The attacks on Yemeni air force officers, on the other hand, indicate that unknown factions are intent on weakening the most powerful and competent of governmental military forces. The Yemeni air force is the only military force possessing qualitative armaments that other traditional Yemeni factions lack, and is the only military force capable of swaying the battle in the state’s favor, due to the fact that other Yemeni factions possess all types of weapons except airplanes.
What next?
The so-called Yemeni Spring of 2011 saw sharp divisions inside the military establishment between proponents of Saleh’s regime and supporters of his opponents. This development was maybe the most dangerous to the country’s security. Despite the redeployment of army units and ouster of former high commanders, acts of vengeance and conflict between different military institutions with diverging loyalties did not stop. The ongoing assassination attempts that cannot be easily attributable to al-Qaeda are blamed by some on the continuing clashes between politicians and their supporters among the army’s commanders. They are also attributed to the politicians’ use of the armed forces as fodder to attain their goals and conduct their feuds or, at least, collude with the terrorists in conducting their attacks.
As the end of the National Dialogue sessions draws near, and the political parties bicker about the principles around which a state can be formed and solutions reached to the issue of the South, assassination attempts increased. Meanwhile, security agencies have yet to announce the results of investigations into any of the assassination attempts.
Furthermore, the high number of southern victims of these operations raises fears that attempts at finding political solutions will fail, and the South will insist on seceding from the North under the pressure of these dangers that target its inhabitants. This is reminiscent of the events that transpired during the 1990s, when more than 151 politicians were assassinated, most of them leaders of the Yemeni Socialist Party, which represented the South in the unity government.

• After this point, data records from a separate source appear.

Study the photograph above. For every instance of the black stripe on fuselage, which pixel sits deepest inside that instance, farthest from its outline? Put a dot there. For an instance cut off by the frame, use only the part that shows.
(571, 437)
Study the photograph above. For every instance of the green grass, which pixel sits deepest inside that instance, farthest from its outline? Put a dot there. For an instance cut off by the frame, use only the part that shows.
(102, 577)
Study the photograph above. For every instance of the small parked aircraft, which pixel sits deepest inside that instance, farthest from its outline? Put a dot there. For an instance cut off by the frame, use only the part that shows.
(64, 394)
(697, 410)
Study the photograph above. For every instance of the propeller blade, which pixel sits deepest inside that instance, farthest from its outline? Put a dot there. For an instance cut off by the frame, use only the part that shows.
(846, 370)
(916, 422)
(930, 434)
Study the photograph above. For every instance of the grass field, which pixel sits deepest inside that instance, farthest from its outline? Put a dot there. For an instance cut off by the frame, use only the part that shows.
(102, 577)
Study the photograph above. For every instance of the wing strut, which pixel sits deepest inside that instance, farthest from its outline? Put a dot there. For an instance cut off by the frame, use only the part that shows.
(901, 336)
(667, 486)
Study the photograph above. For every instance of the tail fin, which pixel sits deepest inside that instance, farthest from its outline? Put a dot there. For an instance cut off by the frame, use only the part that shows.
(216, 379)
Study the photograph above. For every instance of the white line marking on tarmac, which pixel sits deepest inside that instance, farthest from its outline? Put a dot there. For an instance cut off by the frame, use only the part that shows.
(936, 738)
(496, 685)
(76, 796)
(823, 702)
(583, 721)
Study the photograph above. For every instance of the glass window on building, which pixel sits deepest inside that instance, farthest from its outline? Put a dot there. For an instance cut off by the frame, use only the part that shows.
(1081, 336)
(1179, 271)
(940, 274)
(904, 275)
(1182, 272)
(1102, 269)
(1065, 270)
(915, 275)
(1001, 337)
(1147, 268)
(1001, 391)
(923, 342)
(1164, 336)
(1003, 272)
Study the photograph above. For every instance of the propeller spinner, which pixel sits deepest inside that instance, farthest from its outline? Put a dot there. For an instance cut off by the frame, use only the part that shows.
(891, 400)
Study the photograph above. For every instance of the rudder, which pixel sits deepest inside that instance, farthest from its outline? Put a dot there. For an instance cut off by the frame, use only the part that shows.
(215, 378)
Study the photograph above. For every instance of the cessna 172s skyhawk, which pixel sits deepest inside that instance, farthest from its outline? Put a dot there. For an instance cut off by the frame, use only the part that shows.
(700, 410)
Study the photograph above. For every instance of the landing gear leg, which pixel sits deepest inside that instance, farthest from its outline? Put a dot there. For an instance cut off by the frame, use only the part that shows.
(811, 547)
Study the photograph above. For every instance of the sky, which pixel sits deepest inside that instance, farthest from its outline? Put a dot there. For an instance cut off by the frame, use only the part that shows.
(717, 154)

Events that exacerbated the crisis between the partners in the unity government led to a four-month war in the summer of 1994.
The repercussions of that war form the most important features of the current crisis, and the continuation of assassination attempts might lead to confrontations that would revert Yemen to the cycle of bloodshed. This is unless more rigorous action is taken to prevent the spread of arms and more effectively monitor the death squads.
The ongoing bombings and assassinations in Yemen lead to a situation that resembles the one endured by Lebanon following the departure of Syrian forces from that country in 2005. At that time, the security situation deteriorated and the difference between proponents and opponents of security became negligible.